Defendant argues that the Illinois statute of repose bars Plaintiff’s FTCA claim. Under the FTCA, the United States is liable “for injury or loss of property, or personal injury or death caused by the negligent or wrongful act or omission of any employee of the Government while acting within the scope of his office or employment, under circumstances where the United States, if a private person, would be liable to the claimant in accordance with the law of the place where the act or omission occurred.” 28 U.S.C. § 1346(b)(1). The statute further provides that the United States is liable under the FTCA “in the same manner and to the same extent as a private individual under like circumstances.” 28 U.S.C. § 2674. Illinois’s statute of repose states that no action for medical malpractice shall be brought

more than two years after the date on which the claimant knew, or through the use of reasonable diligence, should have known, of an injury’s existence for which it seeks damages, “but in no event shall such action be brought more than 4 years after the date on which occurred the act or omission or occurrence alleged in such action to have been the cause of such injury or death.” 735 ILCS 5/13–212(a). The statute of repose is not a procedural rule but “a substantive limitation on the tort of medical malpractice” that functions as an absolute bar to an action.
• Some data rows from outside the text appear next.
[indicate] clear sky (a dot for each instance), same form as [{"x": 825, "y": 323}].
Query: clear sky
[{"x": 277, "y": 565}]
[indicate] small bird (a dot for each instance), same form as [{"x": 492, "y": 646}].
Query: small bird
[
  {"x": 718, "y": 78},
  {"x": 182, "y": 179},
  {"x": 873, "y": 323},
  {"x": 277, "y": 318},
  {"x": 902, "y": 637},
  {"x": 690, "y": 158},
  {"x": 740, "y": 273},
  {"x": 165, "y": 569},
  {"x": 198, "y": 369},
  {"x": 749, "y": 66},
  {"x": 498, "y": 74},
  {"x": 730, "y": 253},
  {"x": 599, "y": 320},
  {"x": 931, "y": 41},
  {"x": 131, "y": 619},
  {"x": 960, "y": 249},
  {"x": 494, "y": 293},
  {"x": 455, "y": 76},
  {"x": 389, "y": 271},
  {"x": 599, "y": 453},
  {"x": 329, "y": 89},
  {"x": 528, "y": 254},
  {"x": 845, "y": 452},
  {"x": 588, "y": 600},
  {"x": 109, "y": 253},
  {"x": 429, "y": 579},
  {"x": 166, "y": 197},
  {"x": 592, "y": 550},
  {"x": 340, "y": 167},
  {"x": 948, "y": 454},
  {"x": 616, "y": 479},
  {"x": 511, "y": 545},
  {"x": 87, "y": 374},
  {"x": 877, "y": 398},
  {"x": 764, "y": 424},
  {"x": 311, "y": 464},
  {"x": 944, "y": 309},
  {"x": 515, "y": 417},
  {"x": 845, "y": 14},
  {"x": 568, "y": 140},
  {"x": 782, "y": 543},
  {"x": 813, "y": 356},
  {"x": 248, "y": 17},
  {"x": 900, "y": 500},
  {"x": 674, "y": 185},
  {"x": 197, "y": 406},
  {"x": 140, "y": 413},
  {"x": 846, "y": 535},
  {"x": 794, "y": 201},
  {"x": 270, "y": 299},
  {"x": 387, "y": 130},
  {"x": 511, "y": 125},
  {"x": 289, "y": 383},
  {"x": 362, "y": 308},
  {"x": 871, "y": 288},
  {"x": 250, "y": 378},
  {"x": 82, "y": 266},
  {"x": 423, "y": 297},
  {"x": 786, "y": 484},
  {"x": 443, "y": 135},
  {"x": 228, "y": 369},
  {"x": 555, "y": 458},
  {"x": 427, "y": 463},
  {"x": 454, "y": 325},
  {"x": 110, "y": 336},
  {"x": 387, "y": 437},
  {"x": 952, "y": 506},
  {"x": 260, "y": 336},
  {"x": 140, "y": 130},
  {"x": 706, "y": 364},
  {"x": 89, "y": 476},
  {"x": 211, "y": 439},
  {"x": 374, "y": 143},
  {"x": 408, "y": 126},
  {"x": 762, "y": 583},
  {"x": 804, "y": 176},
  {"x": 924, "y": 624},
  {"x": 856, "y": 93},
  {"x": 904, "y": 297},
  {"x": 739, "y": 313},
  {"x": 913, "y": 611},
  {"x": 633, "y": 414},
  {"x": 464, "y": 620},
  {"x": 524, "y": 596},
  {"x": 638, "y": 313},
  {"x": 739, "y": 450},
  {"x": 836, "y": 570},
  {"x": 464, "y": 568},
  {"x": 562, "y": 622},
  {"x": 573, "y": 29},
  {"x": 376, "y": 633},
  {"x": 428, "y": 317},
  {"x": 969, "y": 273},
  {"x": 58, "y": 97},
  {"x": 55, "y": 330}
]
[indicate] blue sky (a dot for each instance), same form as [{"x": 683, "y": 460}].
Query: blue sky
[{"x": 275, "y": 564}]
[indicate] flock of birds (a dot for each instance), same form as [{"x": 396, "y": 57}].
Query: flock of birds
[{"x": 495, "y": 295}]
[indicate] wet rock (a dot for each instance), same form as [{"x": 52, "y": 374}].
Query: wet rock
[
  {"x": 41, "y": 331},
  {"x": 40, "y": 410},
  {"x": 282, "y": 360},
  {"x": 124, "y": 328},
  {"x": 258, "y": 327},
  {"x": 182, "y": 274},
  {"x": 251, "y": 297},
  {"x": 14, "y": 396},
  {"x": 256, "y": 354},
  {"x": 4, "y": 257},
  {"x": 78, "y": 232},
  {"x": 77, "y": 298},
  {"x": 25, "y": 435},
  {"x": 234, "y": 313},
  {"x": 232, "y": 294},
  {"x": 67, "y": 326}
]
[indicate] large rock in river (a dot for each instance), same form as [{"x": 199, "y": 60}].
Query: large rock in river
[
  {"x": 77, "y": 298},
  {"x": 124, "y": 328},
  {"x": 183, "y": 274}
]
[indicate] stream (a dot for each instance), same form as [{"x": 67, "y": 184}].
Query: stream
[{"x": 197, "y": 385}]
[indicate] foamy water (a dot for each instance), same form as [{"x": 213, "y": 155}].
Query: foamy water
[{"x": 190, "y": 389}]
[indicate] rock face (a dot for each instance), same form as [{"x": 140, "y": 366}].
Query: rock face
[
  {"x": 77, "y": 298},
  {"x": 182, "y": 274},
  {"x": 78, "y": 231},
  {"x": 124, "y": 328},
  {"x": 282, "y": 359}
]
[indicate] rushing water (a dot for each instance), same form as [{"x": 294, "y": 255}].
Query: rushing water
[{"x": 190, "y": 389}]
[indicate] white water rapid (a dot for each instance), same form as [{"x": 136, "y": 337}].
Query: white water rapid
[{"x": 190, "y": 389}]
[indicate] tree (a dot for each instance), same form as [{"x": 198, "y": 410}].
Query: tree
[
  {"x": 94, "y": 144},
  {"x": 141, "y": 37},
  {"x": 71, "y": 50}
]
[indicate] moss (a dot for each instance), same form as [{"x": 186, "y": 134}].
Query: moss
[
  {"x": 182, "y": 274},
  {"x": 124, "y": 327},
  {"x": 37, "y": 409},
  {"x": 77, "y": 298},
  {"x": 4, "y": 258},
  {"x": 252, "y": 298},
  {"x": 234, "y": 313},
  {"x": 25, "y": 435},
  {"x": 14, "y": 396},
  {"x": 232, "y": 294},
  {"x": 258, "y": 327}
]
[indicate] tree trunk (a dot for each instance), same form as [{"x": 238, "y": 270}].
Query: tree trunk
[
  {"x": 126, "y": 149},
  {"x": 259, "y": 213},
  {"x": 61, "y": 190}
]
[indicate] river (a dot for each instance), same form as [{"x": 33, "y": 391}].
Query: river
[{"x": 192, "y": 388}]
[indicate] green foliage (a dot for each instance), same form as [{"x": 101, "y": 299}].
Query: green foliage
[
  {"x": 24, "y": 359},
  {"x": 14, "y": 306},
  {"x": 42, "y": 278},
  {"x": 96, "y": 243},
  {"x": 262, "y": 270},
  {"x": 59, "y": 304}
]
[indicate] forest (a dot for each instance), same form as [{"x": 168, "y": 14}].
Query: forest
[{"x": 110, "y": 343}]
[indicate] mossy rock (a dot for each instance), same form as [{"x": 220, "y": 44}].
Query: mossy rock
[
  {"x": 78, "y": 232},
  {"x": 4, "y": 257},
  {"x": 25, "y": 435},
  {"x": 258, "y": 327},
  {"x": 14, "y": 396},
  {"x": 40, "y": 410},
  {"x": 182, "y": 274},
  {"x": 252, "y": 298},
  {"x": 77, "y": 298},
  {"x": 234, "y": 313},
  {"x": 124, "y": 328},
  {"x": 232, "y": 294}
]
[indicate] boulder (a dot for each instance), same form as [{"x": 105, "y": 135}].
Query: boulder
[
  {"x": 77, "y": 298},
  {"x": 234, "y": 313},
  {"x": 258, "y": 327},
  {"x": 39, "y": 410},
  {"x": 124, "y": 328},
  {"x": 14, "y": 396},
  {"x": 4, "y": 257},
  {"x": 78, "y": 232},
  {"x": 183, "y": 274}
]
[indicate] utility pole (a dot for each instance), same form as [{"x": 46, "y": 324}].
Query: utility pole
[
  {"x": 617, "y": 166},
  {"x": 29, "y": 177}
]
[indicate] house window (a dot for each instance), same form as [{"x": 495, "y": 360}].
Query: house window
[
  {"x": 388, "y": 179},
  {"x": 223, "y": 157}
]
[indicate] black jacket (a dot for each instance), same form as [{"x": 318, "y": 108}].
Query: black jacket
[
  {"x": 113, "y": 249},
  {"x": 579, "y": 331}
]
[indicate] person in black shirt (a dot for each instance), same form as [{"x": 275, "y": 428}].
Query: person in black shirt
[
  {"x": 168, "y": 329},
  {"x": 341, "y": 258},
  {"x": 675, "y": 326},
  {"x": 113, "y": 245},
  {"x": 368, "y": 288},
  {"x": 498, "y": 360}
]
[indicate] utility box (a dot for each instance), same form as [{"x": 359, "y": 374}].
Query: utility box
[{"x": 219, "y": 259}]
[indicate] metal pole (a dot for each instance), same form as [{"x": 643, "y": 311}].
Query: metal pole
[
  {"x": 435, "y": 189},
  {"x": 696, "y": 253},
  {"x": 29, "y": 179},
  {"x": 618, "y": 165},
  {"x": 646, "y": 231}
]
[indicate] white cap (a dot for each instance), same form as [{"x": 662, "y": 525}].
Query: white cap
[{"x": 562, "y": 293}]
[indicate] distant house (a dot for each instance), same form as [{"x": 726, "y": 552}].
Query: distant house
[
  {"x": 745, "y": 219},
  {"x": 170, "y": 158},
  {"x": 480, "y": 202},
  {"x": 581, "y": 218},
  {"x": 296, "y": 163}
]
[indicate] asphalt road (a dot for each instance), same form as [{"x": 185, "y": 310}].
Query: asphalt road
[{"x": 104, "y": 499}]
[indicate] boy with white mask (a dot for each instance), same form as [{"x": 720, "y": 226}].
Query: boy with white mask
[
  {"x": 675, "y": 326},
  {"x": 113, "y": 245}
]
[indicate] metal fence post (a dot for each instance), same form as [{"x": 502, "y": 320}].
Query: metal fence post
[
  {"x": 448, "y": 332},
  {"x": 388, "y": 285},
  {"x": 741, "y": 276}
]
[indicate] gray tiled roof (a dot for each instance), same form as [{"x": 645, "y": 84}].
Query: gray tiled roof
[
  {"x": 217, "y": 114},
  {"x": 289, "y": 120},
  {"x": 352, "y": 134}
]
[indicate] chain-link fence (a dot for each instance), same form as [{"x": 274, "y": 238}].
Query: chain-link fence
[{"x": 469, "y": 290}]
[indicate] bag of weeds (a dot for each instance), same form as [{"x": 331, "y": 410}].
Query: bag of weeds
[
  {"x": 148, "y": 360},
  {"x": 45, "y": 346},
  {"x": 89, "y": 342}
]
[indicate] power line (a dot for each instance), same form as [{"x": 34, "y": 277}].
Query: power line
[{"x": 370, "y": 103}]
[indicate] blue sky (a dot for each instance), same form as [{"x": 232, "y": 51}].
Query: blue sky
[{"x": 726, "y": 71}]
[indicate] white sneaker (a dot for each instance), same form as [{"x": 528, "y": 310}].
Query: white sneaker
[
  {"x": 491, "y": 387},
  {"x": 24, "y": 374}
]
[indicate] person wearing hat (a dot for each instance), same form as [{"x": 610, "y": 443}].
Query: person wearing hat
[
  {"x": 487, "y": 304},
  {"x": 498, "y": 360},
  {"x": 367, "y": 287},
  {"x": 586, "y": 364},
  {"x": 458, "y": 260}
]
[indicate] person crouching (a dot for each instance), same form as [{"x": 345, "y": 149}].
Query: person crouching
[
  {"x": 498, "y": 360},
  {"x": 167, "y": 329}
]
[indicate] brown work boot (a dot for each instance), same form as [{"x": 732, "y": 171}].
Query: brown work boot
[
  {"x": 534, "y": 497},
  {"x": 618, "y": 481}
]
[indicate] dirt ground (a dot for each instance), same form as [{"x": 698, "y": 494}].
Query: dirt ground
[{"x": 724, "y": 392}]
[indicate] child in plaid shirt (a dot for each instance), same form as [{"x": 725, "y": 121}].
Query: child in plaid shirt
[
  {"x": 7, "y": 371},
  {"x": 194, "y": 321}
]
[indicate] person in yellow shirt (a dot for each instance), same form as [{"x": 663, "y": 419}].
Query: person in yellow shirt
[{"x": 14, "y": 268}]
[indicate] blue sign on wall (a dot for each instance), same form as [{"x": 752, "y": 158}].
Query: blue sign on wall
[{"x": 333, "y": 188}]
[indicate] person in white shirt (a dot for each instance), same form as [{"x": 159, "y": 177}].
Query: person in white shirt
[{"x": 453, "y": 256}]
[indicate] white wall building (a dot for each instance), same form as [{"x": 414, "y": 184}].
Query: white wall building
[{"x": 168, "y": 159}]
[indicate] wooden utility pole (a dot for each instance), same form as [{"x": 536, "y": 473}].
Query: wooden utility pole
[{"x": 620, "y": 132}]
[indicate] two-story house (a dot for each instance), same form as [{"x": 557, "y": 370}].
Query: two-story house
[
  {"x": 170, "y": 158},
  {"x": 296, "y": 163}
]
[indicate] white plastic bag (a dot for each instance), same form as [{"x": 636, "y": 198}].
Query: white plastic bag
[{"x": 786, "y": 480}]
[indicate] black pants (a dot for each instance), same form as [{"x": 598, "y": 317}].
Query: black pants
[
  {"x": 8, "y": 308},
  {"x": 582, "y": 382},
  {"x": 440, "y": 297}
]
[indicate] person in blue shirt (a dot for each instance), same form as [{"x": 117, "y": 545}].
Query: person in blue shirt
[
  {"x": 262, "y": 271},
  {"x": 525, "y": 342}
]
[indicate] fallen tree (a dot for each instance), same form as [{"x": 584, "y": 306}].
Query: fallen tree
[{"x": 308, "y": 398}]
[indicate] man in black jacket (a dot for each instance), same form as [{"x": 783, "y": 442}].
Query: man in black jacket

Augutis v. United States, 732 F.3d 749, 754 (7th Cir. 2013). The statute of repose bars a claim no matter when the cause of action accrues by establishing a certain date for terminating actions and can

even end a right of action before the right ever accrues. Id. at 753. Two exceptions, though, can toll the statute of repose in medical malpractice cases. The first is the fraudulent concealment exception, which permits tolling where a defendant “fraudulently conceals the cause of action from the knowledge of the person entitled thereto…[.]” 735 ILCS §13-215. The second is the ongoing negligent treatment exception. This exception tolls the statute of repose where a plaintiff shows an ongoing course of continuous negligent medical treatment. Cunningham v. Huffman, 154 Ill.2d 398, 406 (1993). In Augutis v. United States, the Seventh Circuit held that the Illinois statute of repose applies to FTCA actions. Plaintiff, however, contends that Augutis is incorrect. He argues that Congress declined to enact a statute of repose in FTCA cases and cites a passage from the

Supreme Court case Egbert v. Boule, - U.S. -, 142 S. Ct. 1793 (2022), referencing the fact that creating a cause of action is a legislative endeavor. Id. at 1802.